Dahmen is one of the few players who has played the course since its restoration. But that round was five years ago and he doesn’t think his memory of that day will yield much of an advantage. In fact, Dahmen remembers more of the course’s unique sense of place more than he does the actual holes. As he stood on the ninth tee Monday afternoon and fired several balls toward the perched green that’s framed by the sterling white clubhouse, he noticed a building in the background.

“That’s a new building, right?” he asked someone nearby. The person said it was a recent build, within the last five years. The ninth being a par-3, there was no need to use the building as a line, but it was nonetheless another reminder of the peculiar setting and nature of a course that’s about to be presented for the first time to the rest of the world.
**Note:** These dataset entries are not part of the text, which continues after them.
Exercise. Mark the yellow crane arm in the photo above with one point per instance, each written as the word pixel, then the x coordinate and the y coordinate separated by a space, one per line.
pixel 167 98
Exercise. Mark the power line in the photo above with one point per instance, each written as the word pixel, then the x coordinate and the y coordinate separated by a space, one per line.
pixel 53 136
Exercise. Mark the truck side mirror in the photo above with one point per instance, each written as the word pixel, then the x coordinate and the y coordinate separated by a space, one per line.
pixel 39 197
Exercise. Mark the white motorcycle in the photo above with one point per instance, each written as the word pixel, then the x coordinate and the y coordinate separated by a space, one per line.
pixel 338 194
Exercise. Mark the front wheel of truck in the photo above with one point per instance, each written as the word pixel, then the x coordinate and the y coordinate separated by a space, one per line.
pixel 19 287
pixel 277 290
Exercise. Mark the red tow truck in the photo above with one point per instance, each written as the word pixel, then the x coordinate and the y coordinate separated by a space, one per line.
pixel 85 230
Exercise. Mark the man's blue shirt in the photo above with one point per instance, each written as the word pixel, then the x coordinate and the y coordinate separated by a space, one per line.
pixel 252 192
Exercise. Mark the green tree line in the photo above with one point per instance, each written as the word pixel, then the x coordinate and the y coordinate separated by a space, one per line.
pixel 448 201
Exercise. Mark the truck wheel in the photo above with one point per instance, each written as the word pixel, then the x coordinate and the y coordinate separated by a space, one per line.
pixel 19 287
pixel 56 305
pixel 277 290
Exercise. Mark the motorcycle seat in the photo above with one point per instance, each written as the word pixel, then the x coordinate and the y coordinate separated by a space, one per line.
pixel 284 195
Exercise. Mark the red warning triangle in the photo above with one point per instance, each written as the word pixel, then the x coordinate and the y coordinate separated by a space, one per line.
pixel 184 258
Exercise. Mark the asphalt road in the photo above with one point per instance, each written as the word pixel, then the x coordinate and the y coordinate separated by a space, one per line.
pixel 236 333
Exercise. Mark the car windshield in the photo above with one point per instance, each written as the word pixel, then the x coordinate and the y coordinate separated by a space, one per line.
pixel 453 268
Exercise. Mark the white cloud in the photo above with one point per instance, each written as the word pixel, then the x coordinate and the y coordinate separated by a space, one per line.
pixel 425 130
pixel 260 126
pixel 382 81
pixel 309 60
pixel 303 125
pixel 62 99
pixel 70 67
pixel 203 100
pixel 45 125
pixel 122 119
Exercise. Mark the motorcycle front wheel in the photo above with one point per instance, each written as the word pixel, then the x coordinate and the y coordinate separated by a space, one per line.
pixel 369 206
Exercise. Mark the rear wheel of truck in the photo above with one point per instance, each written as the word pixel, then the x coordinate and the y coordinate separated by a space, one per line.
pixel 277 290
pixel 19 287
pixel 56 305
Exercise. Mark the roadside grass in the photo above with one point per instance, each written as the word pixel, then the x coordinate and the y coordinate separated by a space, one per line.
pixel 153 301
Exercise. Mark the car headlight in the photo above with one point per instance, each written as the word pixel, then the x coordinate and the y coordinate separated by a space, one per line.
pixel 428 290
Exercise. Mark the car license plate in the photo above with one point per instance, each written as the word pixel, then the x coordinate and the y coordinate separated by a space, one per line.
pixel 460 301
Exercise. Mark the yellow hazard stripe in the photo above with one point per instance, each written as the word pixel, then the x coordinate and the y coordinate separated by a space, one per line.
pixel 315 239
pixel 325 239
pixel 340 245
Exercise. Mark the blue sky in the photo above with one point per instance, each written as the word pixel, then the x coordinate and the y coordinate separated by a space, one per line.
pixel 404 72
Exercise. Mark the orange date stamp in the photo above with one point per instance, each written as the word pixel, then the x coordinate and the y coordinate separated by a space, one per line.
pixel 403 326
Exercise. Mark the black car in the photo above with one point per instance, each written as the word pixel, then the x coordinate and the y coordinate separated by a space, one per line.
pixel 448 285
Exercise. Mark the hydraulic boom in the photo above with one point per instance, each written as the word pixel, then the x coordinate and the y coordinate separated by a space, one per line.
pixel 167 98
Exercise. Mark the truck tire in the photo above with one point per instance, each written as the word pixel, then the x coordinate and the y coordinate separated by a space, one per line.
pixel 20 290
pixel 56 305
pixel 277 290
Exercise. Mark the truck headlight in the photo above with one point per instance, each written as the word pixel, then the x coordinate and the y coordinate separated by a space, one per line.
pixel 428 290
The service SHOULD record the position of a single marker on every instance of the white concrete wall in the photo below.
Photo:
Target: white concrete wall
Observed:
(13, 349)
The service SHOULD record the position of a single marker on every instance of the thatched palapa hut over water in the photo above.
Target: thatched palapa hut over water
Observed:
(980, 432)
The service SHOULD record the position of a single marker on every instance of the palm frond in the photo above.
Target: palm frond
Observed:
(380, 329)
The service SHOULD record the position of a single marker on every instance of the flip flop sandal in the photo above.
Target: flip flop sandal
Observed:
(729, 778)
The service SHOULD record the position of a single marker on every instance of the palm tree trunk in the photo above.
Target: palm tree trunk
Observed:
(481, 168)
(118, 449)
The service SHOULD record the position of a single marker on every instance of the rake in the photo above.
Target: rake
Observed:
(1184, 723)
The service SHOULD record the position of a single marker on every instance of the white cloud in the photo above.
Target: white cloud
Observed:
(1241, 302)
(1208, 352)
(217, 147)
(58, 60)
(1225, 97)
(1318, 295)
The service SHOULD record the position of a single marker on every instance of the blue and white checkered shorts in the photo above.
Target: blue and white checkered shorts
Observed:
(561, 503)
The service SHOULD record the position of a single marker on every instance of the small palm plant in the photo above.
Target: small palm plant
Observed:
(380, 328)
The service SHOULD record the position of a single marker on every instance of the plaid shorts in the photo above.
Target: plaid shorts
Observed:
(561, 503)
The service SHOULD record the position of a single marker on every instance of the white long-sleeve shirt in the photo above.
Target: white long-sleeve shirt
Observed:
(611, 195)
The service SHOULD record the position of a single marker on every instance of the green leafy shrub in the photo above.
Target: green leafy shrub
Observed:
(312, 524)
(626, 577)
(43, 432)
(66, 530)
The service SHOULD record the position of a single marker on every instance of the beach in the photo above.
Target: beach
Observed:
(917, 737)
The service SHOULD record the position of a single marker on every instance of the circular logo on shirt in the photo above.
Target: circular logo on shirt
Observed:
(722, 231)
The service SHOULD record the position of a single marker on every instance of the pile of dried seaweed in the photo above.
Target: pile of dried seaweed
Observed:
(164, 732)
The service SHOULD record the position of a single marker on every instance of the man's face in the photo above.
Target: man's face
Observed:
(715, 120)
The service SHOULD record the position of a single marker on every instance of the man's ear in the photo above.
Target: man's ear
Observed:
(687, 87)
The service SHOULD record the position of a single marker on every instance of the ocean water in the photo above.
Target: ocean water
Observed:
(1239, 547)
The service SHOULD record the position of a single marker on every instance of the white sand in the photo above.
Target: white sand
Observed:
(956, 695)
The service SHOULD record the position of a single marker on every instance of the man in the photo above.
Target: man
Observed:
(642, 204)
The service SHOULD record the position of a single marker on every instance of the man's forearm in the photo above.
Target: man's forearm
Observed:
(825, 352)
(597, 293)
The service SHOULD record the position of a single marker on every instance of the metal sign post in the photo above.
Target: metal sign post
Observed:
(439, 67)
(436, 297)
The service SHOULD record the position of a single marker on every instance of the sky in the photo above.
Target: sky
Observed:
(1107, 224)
“It’s not every day you are looking at office buildings and apartment buildings while on the golf course,” Dahmen said. “This place is unique.”

Familiarity may have more weight this week than it has at other U.S. Opens. And yet, LACC is less a formula that has one answer and more like an essay prompt that could produce different kinds of elaborate responses. The player who can understand, accept, adapt and execute to the course’s nuances in the span of a week may be the one raising the trophy Sunday.